A conserved multi-subunit complex (MybMuvB, MMB), regulates transcriptional activity of many different target genes in Drosophila somatic cells. A paralogous complex, tMAC, controls expression of at least 1500 genes in the male germline, and is essential for sperm production. The roles of specific subunits of tMAC, MMB or orthologous complexes in regulating target gene expression are not understood. MMB and orthologous complexes have Lin-52 as a subunit, but Lin-52 did not co-purify with tMAC. We identified wake-up-call (wuc), a lin-52 paralogue, via a physical interaction with the tMAC lin-9-related subunit Aly, and find that Wuc co-localises with known tMAC subunits. We show that wuc, like aly, is required for spermatogenesis. However, despite phenotypic similarities, the role of wuc is very different from that of previously characterised tMAC mutants. Unlike aly, loss of wuc results in only relatively mild defects in testis-specific gene expression. Strikingly, wuc loss of function partially rescues expression of target genes in aly mutant testes. We propose that wuc represses testis-specific gene expression, that this repression is counteracted by aly, and that aly and a testis-specific TFIID complex work together to promote high transcriptional activity of spermiogenic genes specifically in primary spermatocytes.

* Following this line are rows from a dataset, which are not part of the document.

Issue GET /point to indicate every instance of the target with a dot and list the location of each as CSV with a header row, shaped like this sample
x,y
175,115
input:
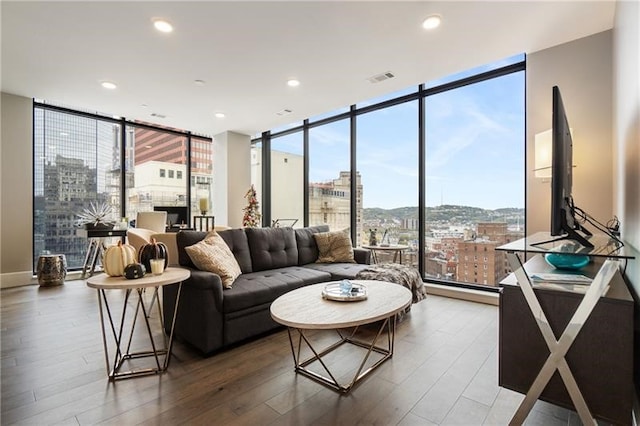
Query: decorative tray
x,y
344,291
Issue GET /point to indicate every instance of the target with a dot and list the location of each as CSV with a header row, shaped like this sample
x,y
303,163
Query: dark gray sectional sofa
x,y
273,261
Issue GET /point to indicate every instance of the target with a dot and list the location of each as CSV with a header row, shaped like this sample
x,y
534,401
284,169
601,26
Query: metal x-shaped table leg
x,y
559,348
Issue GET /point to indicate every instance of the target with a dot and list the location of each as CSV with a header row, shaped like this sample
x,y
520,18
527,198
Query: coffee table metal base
x,y
361,372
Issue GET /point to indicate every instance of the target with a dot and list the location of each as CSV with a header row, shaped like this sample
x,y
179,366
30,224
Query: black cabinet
x,y
601,357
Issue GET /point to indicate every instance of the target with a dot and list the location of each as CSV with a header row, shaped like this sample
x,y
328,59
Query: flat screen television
x,y
176,215
564,223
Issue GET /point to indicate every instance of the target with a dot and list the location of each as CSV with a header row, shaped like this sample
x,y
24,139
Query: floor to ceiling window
x,y
330,175
472,169
80,160
475,179
387,160
156,170
76,163
287,180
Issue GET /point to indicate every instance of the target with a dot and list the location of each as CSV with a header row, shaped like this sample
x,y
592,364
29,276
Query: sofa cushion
x,y
213,255
272,248
185,239
263,287
338,271
307,246
237,241
334,247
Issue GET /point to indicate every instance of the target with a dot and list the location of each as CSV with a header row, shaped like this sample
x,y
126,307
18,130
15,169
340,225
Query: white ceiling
x,y
246,51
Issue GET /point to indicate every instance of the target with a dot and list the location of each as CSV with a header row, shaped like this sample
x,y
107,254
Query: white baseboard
x,y
479,296
636,410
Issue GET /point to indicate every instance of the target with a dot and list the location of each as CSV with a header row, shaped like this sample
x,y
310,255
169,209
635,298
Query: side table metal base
x,y
161,355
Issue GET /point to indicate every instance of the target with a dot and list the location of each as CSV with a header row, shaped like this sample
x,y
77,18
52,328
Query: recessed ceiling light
x,y
432,22
162,25
108,85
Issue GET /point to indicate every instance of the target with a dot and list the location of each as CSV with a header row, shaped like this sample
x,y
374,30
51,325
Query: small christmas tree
x,y
251,218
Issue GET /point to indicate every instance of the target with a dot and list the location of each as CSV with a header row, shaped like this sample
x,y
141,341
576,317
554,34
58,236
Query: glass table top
x,y
543,242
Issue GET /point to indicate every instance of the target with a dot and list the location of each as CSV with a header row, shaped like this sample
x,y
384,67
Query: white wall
x,y
626,141
233,177
582,69
16,195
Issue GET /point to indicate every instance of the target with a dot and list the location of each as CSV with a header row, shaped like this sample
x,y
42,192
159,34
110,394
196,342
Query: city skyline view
x,y
474,142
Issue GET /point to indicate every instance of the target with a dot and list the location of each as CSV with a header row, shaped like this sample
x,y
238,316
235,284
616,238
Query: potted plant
x,y
96,216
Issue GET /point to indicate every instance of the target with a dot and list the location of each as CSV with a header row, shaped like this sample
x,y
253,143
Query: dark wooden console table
x,y
569,345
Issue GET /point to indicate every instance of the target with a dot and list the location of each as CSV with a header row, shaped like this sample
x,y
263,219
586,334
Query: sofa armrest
x,y
362,256
203,280
169,240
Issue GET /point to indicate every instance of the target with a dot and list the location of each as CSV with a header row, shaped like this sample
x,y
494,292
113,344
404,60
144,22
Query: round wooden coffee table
x,y
305,309
102,283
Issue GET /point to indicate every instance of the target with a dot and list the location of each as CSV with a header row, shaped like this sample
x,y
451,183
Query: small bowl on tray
x,y
344,291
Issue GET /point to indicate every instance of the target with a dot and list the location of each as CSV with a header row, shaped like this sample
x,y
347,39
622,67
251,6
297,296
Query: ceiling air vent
x,y
381,77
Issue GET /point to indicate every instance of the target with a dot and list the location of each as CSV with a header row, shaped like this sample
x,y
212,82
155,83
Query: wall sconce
x,y
542,157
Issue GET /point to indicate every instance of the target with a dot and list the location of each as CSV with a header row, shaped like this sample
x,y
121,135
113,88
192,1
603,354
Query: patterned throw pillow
x,y
212,254
334,247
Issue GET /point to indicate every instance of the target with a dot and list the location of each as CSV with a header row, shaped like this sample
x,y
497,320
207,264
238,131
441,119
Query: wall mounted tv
x,y
564,219
176,215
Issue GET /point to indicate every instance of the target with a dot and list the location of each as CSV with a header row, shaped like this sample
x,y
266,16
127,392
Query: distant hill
x,y
447,213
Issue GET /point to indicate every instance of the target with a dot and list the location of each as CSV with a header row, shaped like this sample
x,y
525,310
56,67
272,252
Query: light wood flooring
x,y
444,371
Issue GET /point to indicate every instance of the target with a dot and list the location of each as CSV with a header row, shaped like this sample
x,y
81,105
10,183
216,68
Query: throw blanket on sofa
x,y
396,273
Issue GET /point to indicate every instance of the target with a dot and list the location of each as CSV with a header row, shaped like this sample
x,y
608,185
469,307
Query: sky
x,y
475,148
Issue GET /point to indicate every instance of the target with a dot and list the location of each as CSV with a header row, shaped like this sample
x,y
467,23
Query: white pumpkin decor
x,y
116,257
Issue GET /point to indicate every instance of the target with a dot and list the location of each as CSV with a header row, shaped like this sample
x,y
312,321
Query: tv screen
x,y
176,215
563,214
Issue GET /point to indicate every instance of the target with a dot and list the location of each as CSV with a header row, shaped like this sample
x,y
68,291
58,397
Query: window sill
x,y
478,296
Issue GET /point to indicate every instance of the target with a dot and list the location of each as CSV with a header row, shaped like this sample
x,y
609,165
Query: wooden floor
x,y
444,371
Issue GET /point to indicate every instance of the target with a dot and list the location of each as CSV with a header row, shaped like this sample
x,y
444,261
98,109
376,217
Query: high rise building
x,y
330,203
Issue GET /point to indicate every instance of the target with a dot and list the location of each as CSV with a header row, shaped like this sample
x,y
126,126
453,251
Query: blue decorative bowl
x,y
566,261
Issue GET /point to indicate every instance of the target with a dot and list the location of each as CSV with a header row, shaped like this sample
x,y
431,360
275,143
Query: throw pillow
x,y
334,247
212,254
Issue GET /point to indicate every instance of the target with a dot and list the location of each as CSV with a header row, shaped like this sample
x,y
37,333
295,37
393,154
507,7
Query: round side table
x,y
52,269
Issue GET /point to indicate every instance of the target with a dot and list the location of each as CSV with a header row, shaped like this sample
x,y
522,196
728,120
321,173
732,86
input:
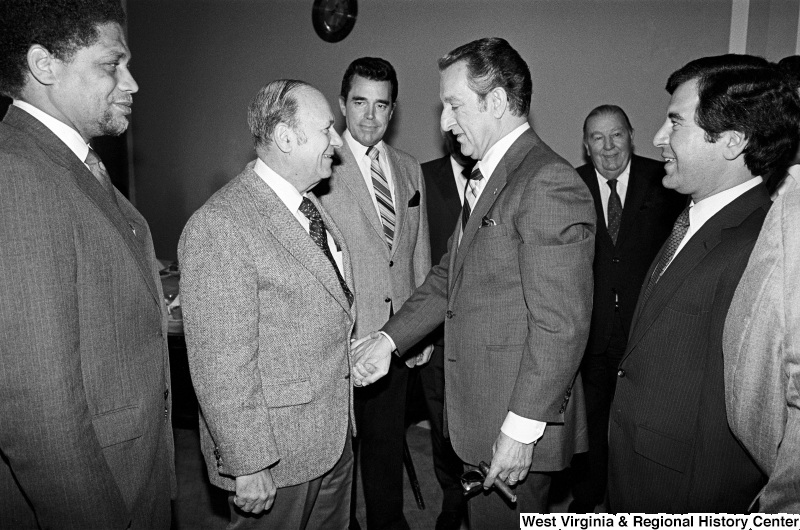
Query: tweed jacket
x,y
515,298
85,427
268,337
762,355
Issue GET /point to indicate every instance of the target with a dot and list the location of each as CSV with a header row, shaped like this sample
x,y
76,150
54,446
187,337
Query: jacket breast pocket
x,y
288,393
117,426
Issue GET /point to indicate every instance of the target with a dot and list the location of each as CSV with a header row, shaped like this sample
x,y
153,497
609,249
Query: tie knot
x,y
308,209
373,152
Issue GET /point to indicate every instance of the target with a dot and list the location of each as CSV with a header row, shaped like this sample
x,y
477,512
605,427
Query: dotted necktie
x,y
316,229
471,191
101,174
678,233
383,195
614,211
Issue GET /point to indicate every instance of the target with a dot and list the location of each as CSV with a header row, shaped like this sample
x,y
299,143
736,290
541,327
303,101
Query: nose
x,y
336,140
662,135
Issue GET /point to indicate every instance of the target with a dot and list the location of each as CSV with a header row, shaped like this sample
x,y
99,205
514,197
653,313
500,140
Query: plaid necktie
x,y
383,195
316,229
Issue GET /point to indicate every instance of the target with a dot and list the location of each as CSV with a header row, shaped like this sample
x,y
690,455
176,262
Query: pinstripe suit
x,y
267,333
670,446
85,431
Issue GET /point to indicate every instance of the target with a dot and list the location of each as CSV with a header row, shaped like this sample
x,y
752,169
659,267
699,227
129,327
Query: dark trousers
x,y
446,464
380,421
599,373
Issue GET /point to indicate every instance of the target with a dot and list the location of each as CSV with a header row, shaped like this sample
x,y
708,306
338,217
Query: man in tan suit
x,y
85,430
514,290
268,314
377,198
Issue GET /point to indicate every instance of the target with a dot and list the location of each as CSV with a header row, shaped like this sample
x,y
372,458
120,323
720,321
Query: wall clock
x,y
334,19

机译:保守的多亚基复合物(MybMuvB,MMB)调节果蝇体细胞中许多不同靶基因的转录活性。旁系复合体tMAC控制雄性种系中至少1500个基因的表达,并且对精子产生至关重要。 tMAC,MMB或直系同源复合物的特定亚基在调节靶基因表达中的作用尚不清楚。 MMB和直系同源复合体具有Lin-52作为亚基,但Lin-52并未与tMAC共纯化。我们通过与tMAC lin-9相关的亚基Aly的物理相互作用,鉴定了lin-52旁听的唤醒呼叫(wuc),并发现Wuc与已知的tMAC亚基共定位。我们显示,与aly一样,wuc是精子发生所必需的。然而,尽管有表型上的相似性,但wuc的作用与以前表征的tMAC突变体却有很大不同。与aly不同,wuc的损失仅导致睾丸特异性基因表达中相对温和的缺陷。令人惊讶的是,wuc功能丧失部分拯救了突变突变型睾丸中靶基因的表达。我们提议,wuc抑制睾丸特异性基因表达,这种抑制作用被aly抵消,而aly和睾丸特异性TFIID复合体共同作用以促进原发性精子细胞中的生精基因的高转录活性。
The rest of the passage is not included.